Титры: «Белый свет энергосберегающей лампочки в садовом фонаре заливал веранду в аккуратном, словно расчерченном по линейке мелом, европейском пригороде. С белыми игрушечными заборами, газонами и семейными автомобилями («Для семьи я выбираю вместительность и надёжность…»). Вдалеке кричали лягушки.
— Я начал понимать, что меня обманывают, когда они все стали заводить собак, жён, детей. «А как же всё то, что вы говорили?» — думал я, стоя в растерянности у очередного пылающего семейного очага.

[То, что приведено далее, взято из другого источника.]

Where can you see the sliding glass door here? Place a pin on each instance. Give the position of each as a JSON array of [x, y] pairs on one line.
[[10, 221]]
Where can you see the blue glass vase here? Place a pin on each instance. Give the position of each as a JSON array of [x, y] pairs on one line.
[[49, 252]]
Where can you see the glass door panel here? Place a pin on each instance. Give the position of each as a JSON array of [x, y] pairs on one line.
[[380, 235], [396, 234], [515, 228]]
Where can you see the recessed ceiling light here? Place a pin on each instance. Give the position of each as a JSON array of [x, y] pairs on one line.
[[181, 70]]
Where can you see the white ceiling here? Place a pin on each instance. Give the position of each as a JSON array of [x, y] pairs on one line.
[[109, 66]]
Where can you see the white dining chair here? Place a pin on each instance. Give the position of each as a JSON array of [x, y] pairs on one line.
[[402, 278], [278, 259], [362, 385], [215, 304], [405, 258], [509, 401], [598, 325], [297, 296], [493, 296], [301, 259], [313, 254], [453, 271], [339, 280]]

Собеседник усмехнулся, налил ещё вина в старинный серебряный кубок и порезал на дольки зелёное яблоко.
— Но хуже всего, когда они «приходили к Богу». Шли-шли и пришли, вот они мы, здравствуйте! Ничего не понимали, а теперь поняли. И такое сразу самодовольство, смотреть противно. Слова, наши слова, уже ничего не значат. И это меня ужасно злило, потому что у меня не было ничего, кроме тех слов. Кроме того, что мы рассказывали друг другу, пьянея от собственной наглости…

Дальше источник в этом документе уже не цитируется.